I wasn't trying to prove anything going in. I was curious whether I could actually build something real this way, in a reasonable amount of time, on a problem I actually cared about.

What came out of it

In about half a day: a working semantic search engine over the FIM/MIM TechNet archive, deployed publicly, answering the original need. Along the way I picked up a working understanding of vector databases and text embeddings, not from a tutorial, but from building with them and asking questions as I went. That's knowledge I can reuse on the next unrelated problem, not a one-off script I'll forget by next week.

What it actually took

The honest part: this wasn't "describe it once, walk away, come back to a finished thing." Getting a real result took active involvement the whole way through. A few examples from this build:

  • The first approach to discovering the archive's articles didn't work, and I had to push back and redirect toward a simpler one that did.
  • Once something already existed elsewhere that solved the same problem, I had to explicitly point back to it, or it would get rebuilt from scratch instead of reused.
  • When the pipeline stalled silently while scaling up, I had to notice it, investigate, and steer the fix.

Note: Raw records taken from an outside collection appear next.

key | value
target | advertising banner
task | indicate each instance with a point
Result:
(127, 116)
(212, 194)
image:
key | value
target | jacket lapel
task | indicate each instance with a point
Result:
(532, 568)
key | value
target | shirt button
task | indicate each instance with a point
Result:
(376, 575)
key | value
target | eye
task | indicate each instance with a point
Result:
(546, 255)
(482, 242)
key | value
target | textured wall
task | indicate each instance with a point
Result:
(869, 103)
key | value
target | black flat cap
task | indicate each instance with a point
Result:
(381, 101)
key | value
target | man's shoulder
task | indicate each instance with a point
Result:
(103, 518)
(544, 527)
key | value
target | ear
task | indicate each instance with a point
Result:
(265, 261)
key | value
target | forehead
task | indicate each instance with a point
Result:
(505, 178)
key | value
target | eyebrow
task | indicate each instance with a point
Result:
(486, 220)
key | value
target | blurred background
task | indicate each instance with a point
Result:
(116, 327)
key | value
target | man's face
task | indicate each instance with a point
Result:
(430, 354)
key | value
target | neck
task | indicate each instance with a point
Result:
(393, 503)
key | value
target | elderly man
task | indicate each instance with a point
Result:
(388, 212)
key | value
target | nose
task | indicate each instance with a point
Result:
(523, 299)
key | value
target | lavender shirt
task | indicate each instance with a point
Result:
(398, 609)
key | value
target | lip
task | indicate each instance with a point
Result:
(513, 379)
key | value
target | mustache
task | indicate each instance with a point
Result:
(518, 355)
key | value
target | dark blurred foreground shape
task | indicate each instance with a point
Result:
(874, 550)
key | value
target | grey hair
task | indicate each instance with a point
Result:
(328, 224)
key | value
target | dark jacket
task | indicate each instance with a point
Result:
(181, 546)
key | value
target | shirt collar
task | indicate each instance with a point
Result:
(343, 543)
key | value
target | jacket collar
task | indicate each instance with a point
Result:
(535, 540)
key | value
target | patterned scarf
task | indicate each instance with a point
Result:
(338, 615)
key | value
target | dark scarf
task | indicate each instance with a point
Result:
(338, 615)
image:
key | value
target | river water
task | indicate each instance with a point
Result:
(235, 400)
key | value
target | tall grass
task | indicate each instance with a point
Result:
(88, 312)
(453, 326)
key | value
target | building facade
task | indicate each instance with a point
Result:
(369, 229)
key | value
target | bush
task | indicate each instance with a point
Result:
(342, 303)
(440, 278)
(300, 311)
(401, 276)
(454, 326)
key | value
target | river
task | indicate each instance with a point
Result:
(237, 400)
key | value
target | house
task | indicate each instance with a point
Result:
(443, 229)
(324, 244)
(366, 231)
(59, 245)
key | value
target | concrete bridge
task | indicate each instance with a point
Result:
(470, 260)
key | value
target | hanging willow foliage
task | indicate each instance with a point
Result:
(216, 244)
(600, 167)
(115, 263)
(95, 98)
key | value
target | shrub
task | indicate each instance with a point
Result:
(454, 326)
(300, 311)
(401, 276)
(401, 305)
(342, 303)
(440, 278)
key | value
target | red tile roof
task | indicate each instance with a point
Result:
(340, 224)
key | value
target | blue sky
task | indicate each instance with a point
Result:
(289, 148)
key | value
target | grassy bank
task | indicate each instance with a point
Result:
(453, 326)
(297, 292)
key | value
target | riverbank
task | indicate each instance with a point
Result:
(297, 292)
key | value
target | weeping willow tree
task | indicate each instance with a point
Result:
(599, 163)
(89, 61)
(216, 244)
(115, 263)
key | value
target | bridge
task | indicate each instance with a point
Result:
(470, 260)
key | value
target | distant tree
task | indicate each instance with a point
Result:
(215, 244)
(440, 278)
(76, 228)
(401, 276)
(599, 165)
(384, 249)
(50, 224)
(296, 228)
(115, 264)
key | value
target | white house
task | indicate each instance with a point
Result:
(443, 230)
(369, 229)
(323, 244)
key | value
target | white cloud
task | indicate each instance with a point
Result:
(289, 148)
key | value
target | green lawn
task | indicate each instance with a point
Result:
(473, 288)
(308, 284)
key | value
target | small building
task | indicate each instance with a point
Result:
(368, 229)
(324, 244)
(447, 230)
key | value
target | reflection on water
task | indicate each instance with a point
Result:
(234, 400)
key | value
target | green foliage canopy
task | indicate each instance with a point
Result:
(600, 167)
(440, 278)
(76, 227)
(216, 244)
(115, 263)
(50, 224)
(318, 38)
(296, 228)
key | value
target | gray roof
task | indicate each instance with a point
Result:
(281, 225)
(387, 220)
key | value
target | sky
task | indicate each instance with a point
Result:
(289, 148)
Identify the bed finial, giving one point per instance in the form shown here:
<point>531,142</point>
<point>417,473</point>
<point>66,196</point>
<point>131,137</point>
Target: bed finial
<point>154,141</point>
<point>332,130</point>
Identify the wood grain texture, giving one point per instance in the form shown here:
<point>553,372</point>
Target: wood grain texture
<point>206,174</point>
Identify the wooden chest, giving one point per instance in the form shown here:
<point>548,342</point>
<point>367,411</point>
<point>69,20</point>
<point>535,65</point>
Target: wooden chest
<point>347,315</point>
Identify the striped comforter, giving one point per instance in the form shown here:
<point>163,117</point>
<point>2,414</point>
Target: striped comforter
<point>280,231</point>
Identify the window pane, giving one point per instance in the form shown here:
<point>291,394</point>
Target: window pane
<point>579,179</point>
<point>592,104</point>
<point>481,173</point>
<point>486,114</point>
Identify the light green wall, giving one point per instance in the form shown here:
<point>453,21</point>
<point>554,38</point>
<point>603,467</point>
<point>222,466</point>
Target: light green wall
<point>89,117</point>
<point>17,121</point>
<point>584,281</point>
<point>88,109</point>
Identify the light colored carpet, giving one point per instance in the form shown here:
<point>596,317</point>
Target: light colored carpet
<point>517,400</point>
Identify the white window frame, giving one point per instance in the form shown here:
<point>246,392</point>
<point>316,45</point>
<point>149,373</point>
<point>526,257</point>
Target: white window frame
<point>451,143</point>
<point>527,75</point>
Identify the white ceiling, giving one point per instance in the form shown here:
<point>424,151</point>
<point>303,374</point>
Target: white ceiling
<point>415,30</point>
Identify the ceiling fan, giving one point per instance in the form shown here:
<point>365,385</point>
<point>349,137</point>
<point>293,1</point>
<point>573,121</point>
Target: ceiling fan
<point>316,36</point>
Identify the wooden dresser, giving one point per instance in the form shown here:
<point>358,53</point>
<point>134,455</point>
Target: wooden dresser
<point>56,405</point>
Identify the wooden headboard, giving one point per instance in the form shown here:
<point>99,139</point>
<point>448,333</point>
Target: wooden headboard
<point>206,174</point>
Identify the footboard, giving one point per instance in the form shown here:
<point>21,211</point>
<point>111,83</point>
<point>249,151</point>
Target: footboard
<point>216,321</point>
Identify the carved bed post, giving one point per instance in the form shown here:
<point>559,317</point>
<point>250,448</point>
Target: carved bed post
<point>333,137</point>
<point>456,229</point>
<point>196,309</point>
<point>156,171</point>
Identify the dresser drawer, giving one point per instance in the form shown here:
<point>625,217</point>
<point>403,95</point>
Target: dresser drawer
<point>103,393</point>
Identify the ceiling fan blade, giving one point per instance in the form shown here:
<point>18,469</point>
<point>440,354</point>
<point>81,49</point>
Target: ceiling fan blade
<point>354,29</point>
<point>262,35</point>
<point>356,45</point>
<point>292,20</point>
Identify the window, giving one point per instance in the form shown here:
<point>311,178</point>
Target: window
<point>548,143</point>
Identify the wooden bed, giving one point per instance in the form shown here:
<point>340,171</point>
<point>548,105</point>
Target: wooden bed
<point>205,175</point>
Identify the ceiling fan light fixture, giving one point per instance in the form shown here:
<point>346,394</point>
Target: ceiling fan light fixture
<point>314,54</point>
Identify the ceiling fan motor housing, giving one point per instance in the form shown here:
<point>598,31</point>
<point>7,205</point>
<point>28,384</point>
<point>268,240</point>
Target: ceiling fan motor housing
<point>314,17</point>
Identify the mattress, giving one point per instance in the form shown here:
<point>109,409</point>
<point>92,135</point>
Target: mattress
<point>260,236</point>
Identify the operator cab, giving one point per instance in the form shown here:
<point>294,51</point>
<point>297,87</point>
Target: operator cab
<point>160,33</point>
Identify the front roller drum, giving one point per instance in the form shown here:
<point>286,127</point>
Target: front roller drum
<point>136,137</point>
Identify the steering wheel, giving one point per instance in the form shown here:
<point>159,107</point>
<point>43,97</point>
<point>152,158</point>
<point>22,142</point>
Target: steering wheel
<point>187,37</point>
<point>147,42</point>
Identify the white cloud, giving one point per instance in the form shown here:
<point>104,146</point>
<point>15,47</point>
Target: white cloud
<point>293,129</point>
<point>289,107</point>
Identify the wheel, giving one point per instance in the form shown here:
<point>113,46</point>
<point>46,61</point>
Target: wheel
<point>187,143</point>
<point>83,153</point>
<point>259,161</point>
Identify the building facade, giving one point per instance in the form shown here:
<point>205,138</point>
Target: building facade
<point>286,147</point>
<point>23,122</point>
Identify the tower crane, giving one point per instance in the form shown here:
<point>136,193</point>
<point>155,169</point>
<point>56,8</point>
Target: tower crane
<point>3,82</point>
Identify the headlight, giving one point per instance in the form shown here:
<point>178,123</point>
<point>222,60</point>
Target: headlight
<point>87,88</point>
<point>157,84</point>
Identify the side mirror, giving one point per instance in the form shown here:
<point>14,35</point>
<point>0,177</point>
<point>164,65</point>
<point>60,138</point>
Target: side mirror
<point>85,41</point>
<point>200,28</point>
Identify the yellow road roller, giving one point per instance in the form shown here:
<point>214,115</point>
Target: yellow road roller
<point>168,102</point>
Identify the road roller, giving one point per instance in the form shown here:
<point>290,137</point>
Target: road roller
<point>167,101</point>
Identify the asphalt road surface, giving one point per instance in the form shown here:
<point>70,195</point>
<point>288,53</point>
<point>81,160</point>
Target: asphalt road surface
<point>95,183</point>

None of that is a knock against the tool. It's the actual shape of working this way: real leverage, paired with real supervision. You don't get a working result by clicking a button and walking away. You get it by staying in the loop, catching what's going sideways, and making the calls an agent won't make on its own. Done that way, it delivers on what it promises.

The result

A public semantic search demo over the FIM/MIM archive, running on my own infrastructure.